振動系等価質量(MMS)と最低共振周波数

 そこで改めてT/S特性をよく読んでみましょう。先ほどちらっと触れたMMSという数字がキモです。MMSというのは振動系等価質量、大雑把に言うとボイスコイルが動かすコーンと空気の重量を合計したものです。普通この数字はサブウーファーで100g程度ですが(軽い方が小さな電流で動かせるので一般的には好まれる)、何を血迷ったのかP3D2-10では243gもあります。MMSが重いとそれだけ動かしたり止めたりするのに力が必要になりますから、余計な出力のパワーアンプが必要になるわけです。また一般に最低共振周波数f0はMMSが大きければ下がりますから、確かに重ければ低音再生能力は有利ですが、とは言え他のサブウーファー用ユニットを見ている限りでは25cm級ならば120gもあれば十分なようです。

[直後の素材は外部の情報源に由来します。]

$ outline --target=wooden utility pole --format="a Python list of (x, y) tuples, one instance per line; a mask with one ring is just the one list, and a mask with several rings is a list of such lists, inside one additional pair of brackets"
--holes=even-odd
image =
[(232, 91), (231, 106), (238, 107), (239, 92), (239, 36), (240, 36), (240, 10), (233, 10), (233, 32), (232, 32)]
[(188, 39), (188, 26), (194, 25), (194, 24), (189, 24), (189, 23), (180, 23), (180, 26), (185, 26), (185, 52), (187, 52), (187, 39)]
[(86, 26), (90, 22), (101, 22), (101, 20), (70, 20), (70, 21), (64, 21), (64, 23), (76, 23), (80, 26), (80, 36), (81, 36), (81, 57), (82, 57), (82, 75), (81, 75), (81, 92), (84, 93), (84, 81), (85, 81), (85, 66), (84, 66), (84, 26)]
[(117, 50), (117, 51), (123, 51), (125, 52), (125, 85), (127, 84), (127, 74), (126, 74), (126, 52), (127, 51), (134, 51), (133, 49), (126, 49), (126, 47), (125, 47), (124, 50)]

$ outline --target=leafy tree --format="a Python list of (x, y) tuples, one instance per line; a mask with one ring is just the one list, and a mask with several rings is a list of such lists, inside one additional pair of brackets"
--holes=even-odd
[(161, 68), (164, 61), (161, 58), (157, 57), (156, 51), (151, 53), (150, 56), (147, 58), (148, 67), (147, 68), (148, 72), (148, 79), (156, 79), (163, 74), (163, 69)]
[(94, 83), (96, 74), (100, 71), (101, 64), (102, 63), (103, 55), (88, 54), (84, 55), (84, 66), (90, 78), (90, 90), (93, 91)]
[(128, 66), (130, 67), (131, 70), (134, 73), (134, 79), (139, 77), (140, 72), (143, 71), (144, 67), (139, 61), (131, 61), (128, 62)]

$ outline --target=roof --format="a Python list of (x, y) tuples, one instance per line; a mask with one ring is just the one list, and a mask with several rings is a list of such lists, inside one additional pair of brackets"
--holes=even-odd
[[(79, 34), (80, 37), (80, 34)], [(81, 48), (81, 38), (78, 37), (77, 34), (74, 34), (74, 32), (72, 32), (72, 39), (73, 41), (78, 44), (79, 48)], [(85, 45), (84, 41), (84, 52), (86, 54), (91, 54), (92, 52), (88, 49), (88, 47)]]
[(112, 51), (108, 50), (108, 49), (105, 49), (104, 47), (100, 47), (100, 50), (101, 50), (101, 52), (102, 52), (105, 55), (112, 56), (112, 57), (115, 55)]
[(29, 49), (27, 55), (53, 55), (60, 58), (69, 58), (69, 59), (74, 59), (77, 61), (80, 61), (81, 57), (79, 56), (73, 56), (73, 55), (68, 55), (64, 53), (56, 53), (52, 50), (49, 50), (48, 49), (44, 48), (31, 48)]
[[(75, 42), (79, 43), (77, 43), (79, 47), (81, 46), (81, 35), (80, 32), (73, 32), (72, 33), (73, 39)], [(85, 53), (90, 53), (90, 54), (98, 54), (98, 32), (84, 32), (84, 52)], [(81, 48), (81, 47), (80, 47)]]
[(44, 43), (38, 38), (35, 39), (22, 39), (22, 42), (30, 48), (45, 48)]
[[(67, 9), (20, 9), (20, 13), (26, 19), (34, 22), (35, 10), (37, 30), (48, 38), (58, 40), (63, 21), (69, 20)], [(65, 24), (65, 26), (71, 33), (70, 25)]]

 ではなぜこんなに極端に重いかというと、エンクロージャー容積を減らすためなのです。ここでやっと最初の話に戻ってきます。密閉式エンクロージャーではスピーカー内の空気はバネの役割をしますが、エンクロージャーが小さければそれだけ空気バネは硬くなります。硬いバネほど最低共振周波数は高くなりますから、同じユニットを大きいエンクロージャーと小さいエンクロージャーに取り付けたのでは、小さいエンクロージャーの方が低音再生能力は低くなります。しかし限られたスペースを有効活用する必要があるカーオーディオにおいて、低音再生のために大きなエンクロージャーを積むにしても限界があります。そこで硬いバネでも共振周波数を下げる方法を考えなければいけません。バネが硬いならバネ下重量を上げれば周期は伸びるってそう言えば高校物理でやったような気がしますが、ロックフォードフォズゲートの中の人は思い付いちゃったんですね。ならばMMSを重くしてしまえば良いって。なんと単純明快な解決策でしょう。私はそういうバカ正直な解決方法大好きです。

 とまあ謎が解けたところで今日のところはおしまい。